Daveti alan Türk aileleri, neşe ve merakla TCG Gaziantep Fırkateynine kendilerini götürecek otobüse binecekleri sırada, Konsolos güvenliği tarafından Komutanlığın talimatı üzerine eşi ve çocukları başörtülü olanlar, ayrıma tabi tutularak alınmamışlar.
Bu hareket, saf ve körpecik Muhammed’in çok ağırına gitmiş olacak ki, dimağına ömrü boyunca hiç silemeyeceği kötü bir imaj kazınmış. Cidde’de yaşayan Sami Açıksöz’e, oğlu Muhammed’e ve diğer ailelere karşı yapılan bu ayrımcılık ve hakaret, ordumuzu göklere çıkarmıyor, aksine itibarını düşürüyor.
Aden Körfezi'nde korsanlığa karşı oluşturulan uluslararası bir gücüne katılacak olan fırkateyn daha işe başlamadan; “Hedefini mi şaşırdı acaba?” diye düşünmeden edemiyorum. “Medarı iftiharımız” diyerek, “bizim” diyerek çocuklarımıza göğüs gere gere anlattığımız ordumuzu, bir komutan nasıl böyle küçük düşürmeye kalkışabilir ve körpe dimağlara kötü damgasını vurdurtabilir?
Bunu çocuklara izah etmek mümkün değildir. Nitekim babasından tatmin edici bir izahat alamayan Muhammed, gözü önünde diğer aileler alınırken; "Baba Türk askeri kötü mü? Bizi niye gemiye almadılar?" sözlerini söyleyebilmiştir. Bu sözleri söyletenler nasıl affedilebilir? Millete ve orduya ihanet suçundan yargılanmayı hak etmiyorlar mı?.
Bir gün önce çarşaflı Arap kadınlarını gemiye alanların, küçük Muhammed’e bu sözleri söyletecek kadar ümitlerini ve hayallerini yıkanların ikiyüzlü davranışları, karşılıksız kalmamalıdır.

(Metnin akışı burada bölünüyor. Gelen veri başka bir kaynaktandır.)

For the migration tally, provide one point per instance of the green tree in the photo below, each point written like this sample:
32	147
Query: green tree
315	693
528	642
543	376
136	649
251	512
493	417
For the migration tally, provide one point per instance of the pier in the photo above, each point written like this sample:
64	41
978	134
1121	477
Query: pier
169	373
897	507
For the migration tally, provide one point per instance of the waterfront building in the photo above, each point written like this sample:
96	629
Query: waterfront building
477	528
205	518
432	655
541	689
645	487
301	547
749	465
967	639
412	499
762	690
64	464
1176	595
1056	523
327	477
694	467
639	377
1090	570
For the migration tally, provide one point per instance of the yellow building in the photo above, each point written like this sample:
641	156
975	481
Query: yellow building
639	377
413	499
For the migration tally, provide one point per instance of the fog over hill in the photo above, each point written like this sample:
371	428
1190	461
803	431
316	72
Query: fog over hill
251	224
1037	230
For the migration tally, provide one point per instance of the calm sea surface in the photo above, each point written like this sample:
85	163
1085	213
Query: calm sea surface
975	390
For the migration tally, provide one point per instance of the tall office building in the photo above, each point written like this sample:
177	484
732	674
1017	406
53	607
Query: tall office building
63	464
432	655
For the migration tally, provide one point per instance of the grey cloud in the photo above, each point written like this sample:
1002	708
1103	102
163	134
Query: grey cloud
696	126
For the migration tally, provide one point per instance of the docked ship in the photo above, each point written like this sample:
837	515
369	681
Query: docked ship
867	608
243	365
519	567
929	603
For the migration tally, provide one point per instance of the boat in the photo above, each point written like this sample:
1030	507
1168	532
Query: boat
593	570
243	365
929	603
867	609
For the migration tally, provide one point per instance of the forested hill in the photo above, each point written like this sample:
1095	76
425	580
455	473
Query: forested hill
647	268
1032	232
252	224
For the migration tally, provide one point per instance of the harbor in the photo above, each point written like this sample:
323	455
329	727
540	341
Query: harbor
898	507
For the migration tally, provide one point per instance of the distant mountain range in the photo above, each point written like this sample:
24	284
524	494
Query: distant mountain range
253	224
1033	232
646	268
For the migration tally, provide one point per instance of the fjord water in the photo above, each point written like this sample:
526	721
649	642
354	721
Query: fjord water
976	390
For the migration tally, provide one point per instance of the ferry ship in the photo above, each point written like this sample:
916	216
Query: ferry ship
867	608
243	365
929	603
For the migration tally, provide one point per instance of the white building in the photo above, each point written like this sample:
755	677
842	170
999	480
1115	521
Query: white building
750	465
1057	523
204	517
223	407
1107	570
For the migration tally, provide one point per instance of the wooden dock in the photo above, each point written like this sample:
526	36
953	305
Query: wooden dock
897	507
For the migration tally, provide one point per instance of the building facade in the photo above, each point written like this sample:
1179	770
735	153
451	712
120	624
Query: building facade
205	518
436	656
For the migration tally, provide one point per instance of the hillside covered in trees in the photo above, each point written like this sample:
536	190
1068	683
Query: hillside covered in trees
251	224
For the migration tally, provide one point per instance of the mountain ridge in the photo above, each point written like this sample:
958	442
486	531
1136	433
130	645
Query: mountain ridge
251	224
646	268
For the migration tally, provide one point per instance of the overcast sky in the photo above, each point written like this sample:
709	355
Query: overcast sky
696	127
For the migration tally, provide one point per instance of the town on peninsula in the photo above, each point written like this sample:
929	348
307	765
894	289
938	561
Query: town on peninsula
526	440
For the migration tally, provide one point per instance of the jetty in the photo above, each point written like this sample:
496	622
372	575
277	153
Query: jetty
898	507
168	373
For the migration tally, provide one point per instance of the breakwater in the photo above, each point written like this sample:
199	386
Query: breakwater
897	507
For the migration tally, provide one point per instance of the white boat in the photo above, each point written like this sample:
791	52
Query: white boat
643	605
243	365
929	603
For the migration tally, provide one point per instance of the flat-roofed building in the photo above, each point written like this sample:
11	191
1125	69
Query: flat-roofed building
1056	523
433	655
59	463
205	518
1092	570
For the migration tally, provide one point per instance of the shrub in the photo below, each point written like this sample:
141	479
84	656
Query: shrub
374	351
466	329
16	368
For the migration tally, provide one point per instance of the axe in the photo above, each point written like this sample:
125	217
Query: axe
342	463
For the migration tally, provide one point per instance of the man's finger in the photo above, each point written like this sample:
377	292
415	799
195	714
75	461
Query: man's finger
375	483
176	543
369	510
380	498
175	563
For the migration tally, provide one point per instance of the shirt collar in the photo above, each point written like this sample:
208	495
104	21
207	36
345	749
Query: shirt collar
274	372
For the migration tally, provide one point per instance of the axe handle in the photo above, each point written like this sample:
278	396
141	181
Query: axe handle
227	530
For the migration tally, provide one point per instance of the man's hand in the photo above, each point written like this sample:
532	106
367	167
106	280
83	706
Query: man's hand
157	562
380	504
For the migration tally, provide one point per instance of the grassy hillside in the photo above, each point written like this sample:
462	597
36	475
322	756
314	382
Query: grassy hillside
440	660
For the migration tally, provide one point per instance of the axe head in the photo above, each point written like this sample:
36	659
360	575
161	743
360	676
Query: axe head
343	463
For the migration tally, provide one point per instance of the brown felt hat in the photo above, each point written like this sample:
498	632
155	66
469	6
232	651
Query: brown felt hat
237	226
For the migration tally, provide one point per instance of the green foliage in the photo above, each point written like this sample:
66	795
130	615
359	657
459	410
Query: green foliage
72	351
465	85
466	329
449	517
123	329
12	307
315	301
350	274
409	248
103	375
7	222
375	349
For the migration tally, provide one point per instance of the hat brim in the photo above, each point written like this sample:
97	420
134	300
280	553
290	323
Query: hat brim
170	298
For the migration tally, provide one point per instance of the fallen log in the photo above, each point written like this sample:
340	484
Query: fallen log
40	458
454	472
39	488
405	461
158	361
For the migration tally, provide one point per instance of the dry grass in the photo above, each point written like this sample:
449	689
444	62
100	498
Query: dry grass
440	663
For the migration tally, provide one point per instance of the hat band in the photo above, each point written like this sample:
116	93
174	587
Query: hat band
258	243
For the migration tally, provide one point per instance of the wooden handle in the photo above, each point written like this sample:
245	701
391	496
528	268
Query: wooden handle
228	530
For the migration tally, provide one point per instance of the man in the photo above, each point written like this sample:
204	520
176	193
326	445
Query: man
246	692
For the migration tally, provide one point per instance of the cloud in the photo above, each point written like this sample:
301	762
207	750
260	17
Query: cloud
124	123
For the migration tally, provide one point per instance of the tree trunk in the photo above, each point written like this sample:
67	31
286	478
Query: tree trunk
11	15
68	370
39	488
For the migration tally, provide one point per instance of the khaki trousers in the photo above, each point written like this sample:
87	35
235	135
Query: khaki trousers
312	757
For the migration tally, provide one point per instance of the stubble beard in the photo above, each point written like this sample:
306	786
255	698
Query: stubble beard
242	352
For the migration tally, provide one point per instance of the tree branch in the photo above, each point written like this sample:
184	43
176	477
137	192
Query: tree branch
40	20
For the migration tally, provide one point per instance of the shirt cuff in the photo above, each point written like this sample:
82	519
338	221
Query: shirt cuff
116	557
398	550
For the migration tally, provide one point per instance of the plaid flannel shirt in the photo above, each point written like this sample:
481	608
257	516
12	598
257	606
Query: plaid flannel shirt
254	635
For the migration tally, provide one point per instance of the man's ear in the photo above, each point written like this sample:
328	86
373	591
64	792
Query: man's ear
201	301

Aylardır Ergenekon çetesi, andıç ve sair komplolarla kahraman ordumuzun güzel imajını ve itibarını zedeleyen kişilerin, ister rütbeli, ister rütbesiz olsun, hak ettikleri cezayı bulmaları elzem hale gelmiştir. Ordumuz eski itibarını ancak bu şekilde geri kazanabilir.